The bubble spikes of their values left the existing exchanges unfit to deal with the resulting massive amount of trading. The higher prices have turned cryptos into speculative assets instead of futuristic monetary tools making all participants in this industry to focus on making quick huge profits.
Currently, the FSA is stricter when reviewing applicants wishing to dive into the exchange business. Due to that, 13 of the cautiously approved exchange providers have resigned from becoming registered operators due to their inability of meeting the high demands set by the watchdog. The screening of newcomers was put on hold in 2018 for the FSA to inspect all existing exchanges extensively.
On Friday, FSA approved Coincheck, now a group firm of Monex Group Inc., to resume operations. Hirano said that only responsible firms will enter the market in 2019 re-energizing the industry. Additionally, regulations will be revised to highlight lessons gained from the Coincheck and Osaka-based Tech Bureau Corp. debacles.
A notable rule under consideration by FSA is to demand exchange operators to put aside assets that match the values of currencies owned by customers in their online accounts. Cryptos held online are vulnerable to cyber-attacks. Thus, the assets will be needed for compensating investors in the case that their accounts are hacked and money stolen.
Last September, Tech Bureau lost bitcoins and other altcoins worth about ¥7 billion at the time and they were unable to compensate the victims. The firm went under receivership handing over its business operations to another exchange who promised to compensate the customers.
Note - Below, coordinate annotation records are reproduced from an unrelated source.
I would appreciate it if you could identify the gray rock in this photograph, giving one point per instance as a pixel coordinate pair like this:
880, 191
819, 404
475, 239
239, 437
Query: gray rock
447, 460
Another new possible regulation is for the need for crypto wallet providers to verify their users’ identities. Also, ads promoting cryptocurrencies as speculative assets and capping leverage for dependable margin trading were banned. But, a number of stricter regulations are expected to set the bar higher for new start-ups wishing to join the crypto-exchange industry.
The new regulations may contradict with FSA’s original policy to support the new industry by meticulously balancing freedom and regulations. However, experts like Kazuyuki Shiba, believe that stringent rules are vital due to the many cyber attacks arising against exchange operators in the past helping in the healthy growth of the market.
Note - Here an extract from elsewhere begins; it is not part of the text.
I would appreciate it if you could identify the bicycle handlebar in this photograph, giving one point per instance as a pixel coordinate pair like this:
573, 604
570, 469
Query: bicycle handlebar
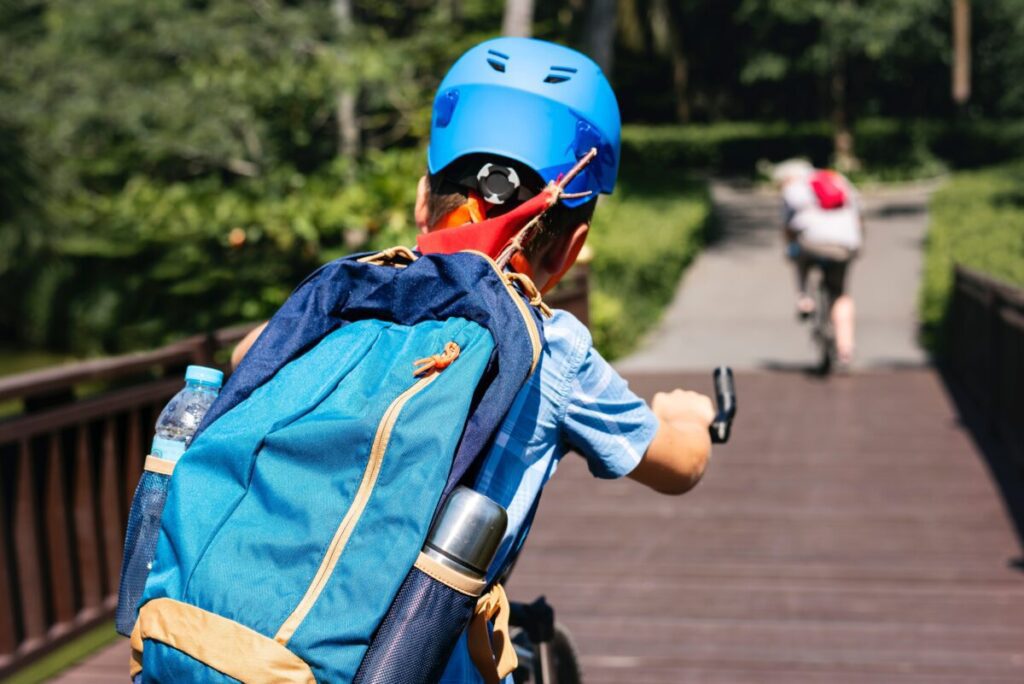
725, 397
Exchange service providers will be needed to create new services that have a real value other than speculative profit-making trading activities. Money Forward Financial Inc.’s Junichi Kanda believes that the FSA wishes to offer value and convenience to users on top of trading activities. He also noted that major IT firms are waiting to join the new market and they may offer new crypto-services.
New currencies with less volatility may be introduced in 2019 by new entrants to the industry. The FSA said that over 190 firms are interested in joining the crypto-exchange service providers’ industry. The notable names include MUFJ Bank, Mercari Inc., and Line Corp. Experts say that long-term growth will only be achieved if the participants shift from the speculative, profit-oriented approach.
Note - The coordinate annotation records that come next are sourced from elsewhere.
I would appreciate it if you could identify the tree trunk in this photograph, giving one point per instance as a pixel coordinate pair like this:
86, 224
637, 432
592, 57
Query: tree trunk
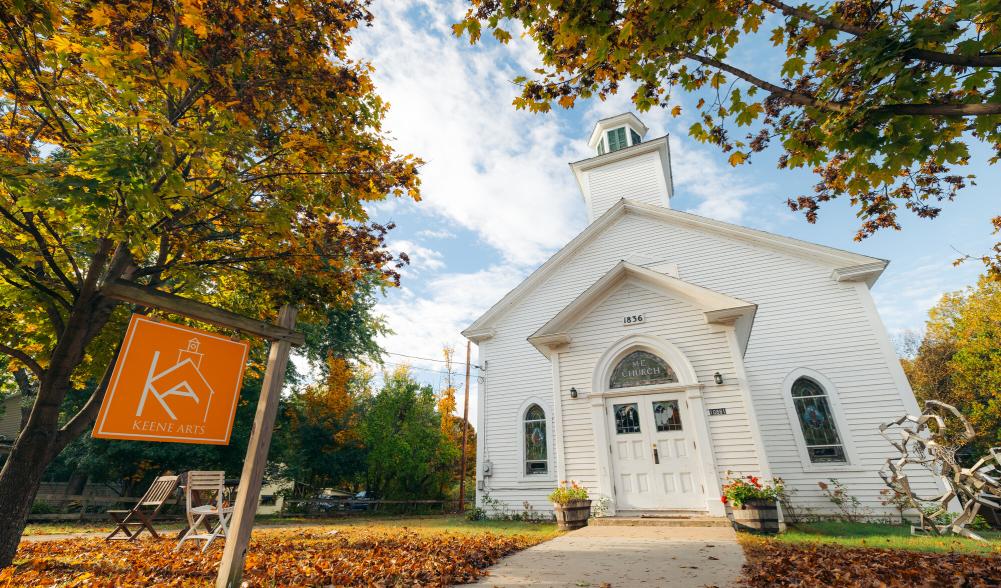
41, 440
19, 482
The Japanese government has an incentive to push for a healthy crypto-business environment featuring enhanced consumer protection since the country will host the Group of 20 Summit in June 2019. Other governments are reluctant in implementing regulations on cryptocurrencies and Japan plans to introduce crypto-rules at the G20 Summit.
Experts agree that the bear markets of 2018 have inflicted damage to the crypto industry. The falling prices are forcing various firms to close down since it is hard for them to survive with the cryptos oscillating at low price levels. The cryptocurrency boom faded with many companies in 2018 but the potential pullbacks may attract more people to rejoin the crypto industry in 2019.